In cooking, it is used to flamb the already cooked coniglio in porchetta (rabbit flavoured with bherbs) and for marinating carpaccio (thinly sliced, raw beef fillet).


The moretta from Fano is born from an intriguing story: it is said that, originally, it was an empirical formula invented in a bar in Fano for lacing a cup of coffee drunk before and after a trip sea fishing. It is a mixture of rum, aniseed and brandy and can be drunk straight, but best of all with the addition of a cup of very hot coffee.

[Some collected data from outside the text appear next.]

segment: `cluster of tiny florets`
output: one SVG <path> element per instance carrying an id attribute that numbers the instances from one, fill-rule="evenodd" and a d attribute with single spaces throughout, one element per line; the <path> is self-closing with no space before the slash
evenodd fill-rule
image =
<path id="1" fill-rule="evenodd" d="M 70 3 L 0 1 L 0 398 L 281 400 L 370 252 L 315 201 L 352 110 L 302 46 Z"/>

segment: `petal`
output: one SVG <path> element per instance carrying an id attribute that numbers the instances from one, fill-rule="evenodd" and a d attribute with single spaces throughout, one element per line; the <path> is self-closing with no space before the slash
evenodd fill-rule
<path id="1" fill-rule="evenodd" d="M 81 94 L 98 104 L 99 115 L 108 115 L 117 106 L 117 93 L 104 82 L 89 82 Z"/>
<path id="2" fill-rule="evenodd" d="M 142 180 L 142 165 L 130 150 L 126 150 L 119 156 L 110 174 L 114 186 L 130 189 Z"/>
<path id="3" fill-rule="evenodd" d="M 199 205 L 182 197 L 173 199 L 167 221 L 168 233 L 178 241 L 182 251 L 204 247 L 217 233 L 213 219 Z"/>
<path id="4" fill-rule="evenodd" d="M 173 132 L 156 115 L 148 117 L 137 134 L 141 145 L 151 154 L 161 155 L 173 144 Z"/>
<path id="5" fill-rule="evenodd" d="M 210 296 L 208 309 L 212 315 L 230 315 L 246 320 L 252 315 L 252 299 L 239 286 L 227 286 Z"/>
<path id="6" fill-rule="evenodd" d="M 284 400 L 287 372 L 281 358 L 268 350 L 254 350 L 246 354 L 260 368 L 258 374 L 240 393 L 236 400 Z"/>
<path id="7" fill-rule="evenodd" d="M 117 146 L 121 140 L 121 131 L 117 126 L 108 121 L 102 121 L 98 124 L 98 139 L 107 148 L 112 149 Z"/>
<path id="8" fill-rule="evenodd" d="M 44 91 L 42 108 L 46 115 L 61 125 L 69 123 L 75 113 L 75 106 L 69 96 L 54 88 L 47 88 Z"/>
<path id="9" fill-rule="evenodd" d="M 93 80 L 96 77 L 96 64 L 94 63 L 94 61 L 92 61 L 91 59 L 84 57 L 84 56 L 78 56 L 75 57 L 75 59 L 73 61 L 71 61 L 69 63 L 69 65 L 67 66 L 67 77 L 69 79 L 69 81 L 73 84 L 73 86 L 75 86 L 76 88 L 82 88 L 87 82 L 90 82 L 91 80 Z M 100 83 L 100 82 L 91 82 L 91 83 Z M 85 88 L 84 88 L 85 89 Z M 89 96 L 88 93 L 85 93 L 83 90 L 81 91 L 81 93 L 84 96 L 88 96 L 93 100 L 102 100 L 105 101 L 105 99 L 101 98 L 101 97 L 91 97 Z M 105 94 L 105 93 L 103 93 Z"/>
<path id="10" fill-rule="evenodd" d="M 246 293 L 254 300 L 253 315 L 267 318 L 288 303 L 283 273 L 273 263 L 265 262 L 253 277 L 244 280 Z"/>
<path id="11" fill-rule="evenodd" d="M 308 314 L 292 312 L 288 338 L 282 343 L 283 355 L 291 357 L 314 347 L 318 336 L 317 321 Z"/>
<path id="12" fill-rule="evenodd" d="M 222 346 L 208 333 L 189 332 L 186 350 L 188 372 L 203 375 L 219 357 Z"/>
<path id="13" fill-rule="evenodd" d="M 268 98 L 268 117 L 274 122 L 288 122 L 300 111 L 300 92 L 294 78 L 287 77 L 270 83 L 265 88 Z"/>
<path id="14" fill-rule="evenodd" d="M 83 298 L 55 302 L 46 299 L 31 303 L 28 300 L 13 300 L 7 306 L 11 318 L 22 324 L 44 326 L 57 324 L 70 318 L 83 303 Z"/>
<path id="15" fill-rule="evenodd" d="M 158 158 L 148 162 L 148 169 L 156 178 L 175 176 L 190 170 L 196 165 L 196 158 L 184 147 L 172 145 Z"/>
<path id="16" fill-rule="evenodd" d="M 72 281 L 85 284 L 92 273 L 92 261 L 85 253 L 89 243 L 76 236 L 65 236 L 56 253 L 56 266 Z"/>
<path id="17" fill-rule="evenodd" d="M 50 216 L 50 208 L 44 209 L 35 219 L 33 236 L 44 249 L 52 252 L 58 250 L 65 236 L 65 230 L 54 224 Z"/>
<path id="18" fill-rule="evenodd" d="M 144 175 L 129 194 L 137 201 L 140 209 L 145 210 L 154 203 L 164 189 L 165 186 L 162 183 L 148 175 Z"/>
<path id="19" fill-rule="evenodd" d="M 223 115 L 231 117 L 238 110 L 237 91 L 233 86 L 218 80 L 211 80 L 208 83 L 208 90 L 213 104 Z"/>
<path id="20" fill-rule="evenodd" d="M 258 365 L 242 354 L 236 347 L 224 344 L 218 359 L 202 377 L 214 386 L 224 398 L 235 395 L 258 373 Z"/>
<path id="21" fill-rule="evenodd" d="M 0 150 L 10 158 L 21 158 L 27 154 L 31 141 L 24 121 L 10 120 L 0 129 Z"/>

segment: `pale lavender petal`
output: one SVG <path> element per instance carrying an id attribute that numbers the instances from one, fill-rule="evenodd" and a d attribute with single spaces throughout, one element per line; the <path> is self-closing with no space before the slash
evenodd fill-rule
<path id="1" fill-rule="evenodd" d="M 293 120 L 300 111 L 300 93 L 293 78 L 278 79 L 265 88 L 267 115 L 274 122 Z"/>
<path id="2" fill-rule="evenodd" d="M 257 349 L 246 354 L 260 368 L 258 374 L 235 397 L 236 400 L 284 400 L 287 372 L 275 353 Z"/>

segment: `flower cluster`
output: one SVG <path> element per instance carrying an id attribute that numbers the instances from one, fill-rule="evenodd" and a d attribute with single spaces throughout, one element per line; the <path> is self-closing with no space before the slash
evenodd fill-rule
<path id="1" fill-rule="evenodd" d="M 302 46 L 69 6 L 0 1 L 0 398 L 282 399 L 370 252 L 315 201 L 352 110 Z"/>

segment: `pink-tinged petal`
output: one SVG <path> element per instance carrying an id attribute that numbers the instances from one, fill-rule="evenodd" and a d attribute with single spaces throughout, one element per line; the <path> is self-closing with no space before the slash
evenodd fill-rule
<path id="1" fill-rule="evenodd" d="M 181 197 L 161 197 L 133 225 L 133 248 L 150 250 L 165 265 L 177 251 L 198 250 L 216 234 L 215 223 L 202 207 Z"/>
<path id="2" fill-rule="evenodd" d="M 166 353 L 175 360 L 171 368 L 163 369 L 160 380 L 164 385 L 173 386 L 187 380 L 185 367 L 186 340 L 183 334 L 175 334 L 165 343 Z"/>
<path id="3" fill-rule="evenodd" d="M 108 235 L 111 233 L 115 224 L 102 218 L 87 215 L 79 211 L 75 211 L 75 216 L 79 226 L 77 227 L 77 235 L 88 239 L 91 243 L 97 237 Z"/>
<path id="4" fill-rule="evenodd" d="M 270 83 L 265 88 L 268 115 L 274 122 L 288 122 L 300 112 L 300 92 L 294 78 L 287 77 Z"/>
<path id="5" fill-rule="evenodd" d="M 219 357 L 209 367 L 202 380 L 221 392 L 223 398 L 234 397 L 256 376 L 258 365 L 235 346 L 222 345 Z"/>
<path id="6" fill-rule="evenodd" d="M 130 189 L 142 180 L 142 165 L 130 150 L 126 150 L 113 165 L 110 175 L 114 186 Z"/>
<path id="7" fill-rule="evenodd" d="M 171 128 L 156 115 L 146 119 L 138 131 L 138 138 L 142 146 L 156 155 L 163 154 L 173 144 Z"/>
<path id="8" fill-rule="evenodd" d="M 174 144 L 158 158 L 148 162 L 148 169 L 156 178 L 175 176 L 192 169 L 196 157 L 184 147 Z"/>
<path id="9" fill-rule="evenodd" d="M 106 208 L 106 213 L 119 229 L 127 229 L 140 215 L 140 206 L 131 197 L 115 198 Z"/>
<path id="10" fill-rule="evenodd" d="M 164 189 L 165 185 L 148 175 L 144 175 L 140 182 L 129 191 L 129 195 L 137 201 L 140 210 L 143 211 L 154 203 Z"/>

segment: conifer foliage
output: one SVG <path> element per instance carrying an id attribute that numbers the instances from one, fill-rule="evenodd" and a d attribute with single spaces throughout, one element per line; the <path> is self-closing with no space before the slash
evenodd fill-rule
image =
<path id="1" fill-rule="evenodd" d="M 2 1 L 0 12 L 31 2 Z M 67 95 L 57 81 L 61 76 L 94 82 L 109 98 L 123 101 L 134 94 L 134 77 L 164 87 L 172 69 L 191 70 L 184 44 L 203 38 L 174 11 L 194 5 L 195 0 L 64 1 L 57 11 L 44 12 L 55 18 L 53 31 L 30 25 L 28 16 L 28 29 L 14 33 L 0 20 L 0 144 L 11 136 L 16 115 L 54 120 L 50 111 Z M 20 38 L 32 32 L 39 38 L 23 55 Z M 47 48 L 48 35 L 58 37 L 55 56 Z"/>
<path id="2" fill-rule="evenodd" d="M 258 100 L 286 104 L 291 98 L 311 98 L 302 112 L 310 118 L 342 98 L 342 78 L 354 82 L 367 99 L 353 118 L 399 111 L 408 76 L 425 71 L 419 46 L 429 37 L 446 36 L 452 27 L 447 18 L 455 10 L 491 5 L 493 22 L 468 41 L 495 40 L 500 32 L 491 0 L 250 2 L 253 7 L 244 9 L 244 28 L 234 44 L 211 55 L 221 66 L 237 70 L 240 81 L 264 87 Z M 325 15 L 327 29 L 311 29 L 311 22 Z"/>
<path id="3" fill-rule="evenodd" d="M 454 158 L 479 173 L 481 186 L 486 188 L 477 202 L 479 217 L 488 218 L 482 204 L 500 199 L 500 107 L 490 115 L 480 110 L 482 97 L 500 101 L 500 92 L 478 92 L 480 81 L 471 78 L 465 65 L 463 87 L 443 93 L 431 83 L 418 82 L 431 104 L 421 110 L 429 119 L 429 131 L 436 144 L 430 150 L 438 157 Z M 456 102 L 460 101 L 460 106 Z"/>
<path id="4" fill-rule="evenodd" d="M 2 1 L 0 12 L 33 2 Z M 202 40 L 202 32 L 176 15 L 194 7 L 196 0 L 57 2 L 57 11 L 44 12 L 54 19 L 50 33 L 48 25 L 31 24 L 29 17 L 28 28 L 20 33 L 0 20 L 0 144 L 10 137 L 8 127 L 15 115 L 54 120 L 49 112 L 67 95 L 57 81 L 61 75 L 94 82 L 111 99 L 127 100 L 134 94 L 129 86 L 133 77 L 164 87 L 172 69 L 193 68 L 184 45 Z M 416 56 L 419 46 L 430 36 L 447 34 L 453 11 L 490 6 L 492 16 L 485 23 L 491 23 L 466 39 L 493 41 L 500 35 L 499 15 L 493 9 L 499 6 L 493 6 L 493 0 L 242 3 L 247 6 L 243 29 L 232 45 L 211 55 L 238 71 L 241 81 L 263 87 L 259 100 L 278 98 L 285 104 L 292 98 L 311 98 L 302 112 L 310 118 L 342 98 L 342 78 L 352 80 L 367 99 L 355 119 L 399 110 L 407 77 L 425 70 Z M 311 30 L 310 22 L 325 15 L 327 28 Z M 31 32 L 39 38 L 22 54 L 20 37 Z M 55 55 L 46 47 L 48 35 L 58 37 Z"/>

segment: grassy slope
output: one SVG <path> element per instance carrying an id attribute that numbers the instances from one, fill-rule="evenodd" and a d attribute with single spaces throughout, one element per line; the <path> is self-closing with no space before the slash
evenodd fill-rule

This is also an ancient preparation which is a way of using grape must. It is prepared by boiling down the must squeezed from white and red grapes to two thirds of its original quantity. As soon as it cools, this thick and sweet syrup is poured into glass bottles where it is preserved for a long time. It is used for dressing polenta or in the preparation of cakes.

VINO COTTO (cooked wine)

This is a homemade preparation which has its roots in the farming civilisation and is in use mostly in the areas around Macerata and Fermo.
It was reserved for special occasions such as for the harvest; upon the birth of a male son, a barrel was put aside to be used on the day of his wedding; vino cotto was also applied to the arms and legs of newborn children to give them strength.
It is obtained from a mix of different qualities and types of grape which are first pressed in a mechanical press and then in a hydraulic press. The must is cooked in copper cauldrons over a wooden fire until it has become not over twenty per cent of the initial quantity. While it is cooking, the froth is skimmed off, removing the impurities, then it is transferred, still boiling, into small barrels where it is kept for many years. Its sale is not permitted.


This is a wine called up from the back of the memory, since the custom of preparing it had almost disappeared. Nowadays, it is made in the houses in some of the areas around Ancona, Pesaro and Macerata. Some prepare it with the new wine, and others with aged wine but in either case, the main ingredient is the visciola cherry, a wild cherry of the Prunus cerasus species, similar to the amarena (sour cherry). One way of making it is by drying the visciole cherries in the sun and then crushing them and adding them to the wine of the year before. The mixture is fermented until it has the right flavour, blocking it with the addition of alcohol which also helps to equilibrate the large quantity of sugars.
Another way is to add visciole cherry syrup to the red wine must and, after an incomplete fermentation, to adjust it with alcohol to equilibrate the flavour and to guarantee its ageing.
It is a classic dessert wine which combines well with traditional countryside cakes. It is often offered free of charge as a sign of hospitality.